Pour des ‘vacances apprenantes’

Vous le savez sans doute, le ministre de l’Éducation Nationale a lancé, le 6 juin dernier, l’opération ‘vacances apprenantes’ ; cette opération « doit permettre à un million d’élèves de combler de manière distrayante et enrichissante les lacunes accumulées depuis le début de la période de confinement ». Lorsque j’étais enfant, il y avait ces ‘devoirs de vacances’ qui, finalement, permettaient de joindre l’utile à l’agréable et de se sentir prêt pour la rentrée des classes. Alors… si nous prenions cette balle au bond, afin de faire de notre été un ‘été apprenant’ ?

Non pas tant d’abord pour un enrichissement personnel (quoique…) qu’en vue d’un renouvellement de notre dynamisme missionnaire, cet élan qui n’est jamais que dans la droite ligne de notre baptême et de notre confirmation ; la Pentecôte et l’envoi de l’Esprit-Saint, un peu brouillés par le dé-confinement, ne sont pas loins. Avec, en filigrane, cette appel insistant du pape pour une Eglise ‘en sortie’.
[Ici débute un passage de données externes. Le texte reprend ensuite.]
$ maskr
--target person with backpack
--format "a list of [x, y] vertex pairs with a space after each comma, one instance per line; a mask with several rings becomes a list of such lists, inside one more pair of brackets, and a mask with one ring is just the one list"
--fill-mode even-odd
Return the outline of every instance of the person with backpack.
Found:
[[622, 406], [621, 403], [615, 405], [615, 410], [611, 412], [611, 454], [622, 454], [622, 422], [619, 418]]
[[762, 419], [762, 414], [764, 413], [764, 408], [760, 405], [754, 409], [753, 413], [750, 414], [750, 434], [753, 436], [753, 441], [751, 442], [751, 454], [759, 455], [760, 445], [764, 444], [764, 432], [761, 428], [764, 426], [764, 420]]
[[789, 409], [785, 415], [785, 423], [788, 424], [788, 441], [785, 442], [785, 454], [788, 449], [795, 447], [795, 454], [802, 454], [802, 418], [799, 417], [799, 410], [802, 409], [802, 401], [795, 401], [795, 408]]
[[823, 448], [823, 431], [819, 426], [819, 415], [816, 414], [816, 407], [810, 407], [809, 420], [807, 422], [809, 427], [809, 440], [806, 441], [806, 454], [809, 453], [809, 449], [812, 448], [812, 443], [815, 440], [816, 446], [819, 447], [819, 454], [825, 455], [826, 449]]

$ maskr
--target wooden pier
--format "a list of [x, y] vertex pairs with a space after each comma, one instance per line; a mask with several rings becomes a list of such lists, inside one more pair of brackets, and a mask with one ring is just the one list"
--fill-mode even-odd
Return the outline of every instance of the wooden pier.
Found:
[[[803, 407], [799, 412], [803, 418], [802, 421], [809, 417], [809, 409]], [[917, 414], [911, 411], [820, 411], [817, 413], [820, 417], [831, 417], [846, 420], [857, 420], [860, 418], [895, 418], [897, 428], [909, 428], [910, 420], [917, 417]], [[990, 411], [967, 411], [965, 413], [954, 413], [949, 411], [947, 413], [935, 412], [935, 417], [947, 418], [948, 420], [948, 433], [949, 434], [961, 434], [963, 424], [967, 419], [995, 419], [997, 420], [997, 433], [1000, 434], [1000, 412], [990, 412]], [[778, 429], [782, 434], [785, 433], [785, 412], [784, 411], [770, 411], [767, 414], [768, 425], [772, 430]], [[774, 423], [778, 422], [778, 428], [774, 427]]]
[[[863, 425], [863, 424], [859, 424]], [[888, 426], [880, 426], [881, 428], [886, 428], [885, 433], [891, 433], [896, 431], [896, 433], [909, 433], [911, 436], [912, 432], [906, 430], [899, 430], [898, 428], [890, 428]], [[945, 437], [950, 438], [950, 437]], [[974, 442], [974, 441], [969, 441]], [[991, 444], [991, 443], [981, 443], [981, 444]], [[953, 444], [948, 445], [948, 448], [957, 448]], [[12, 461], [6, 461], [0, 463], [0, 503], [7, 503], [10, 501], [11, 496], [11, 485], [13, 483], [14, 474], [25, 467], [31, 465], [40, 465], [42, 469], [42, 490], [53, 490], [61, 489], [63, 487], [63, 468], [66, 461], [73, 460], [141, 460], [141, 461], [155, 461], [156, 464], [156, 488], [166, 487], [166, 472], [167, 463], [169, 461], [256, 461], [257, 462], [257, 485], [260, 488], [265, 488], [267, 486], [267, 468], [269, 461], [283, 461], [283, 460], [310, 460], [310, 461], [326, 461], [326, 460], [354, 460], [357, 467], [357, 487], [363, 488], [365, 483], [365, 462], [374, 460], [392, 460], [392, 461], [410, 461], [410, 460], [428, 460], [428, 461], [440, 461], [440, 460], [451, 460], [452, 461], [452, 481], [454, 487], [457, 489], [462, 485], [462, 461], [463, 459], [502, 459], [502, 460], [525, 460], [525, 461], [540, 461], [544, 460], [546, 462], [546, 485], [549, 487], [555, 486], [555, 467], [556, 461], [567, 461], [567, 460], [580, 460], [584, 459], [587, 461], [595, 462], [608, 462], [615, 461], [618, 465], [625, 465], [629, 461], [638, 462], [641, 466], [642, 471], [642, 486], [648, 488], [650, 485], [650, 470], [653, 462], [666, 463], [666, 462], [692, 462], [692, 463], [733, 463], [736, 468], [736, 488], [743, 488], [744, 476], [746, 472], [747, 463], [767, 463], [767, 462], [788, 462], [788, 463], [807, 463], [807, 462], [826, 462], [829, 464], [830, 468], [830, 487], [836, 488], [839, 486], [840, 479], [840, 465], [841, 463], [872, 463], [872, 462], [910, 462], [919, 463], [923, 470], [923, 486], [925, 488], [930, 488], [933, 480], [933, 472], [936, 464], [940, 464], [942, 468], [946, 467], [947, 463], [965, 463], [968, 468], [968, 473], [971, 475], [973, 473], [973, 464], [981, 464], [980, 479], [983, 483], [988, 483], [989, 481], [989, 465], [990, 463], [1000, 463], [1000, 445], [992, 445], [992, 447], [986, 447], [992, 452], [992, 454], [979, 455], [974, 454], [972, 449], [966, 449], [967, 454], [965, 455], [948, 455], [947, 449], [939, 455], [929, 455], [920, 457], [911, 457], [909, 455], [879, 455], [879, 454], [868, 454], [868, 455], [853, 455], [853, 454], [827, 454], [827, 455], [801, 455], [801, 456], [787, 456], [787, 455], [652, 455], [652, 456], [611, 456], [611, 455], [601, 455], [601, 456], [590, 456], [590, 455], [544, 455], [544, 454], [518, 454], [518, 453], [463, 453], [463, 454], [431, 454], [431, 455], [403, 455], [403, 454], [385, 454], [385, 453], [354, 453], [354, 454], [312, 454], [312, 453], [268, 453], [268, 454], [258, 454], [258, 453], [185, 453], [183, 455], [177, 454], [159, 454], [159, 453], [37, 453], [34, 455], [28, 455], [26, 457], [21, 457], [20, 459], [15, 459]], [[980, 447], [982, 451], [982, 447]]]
Le dernier éditorial du P. Pascal faisait référence à deux paragraphes de l’encyclique Laudato Si’, ce texte majeur du pontificat, sur l’écologie intégrale, actualisant la Doctrine sociale de l’Église. Ce texte, qui date de 2015, n’a pas pris une ride ; bien au contraire, les récents évènements et les perspectives nationales ne font que renforcer son actualité.

Je rappelais dimanche dernier que ce temps dit ‘ordinaire’, que la liturgie nous propose, n’est en rien — comme son nom le laisserait entendre — un temps ‘banal’ ; c’est bien au contraire un temps ‘ordonné’, et ordonné à l’expansion du Royaume. Donc un appel renouvelé pour que, dès la rentrée, notre paroisse soit encore plus missionnaire.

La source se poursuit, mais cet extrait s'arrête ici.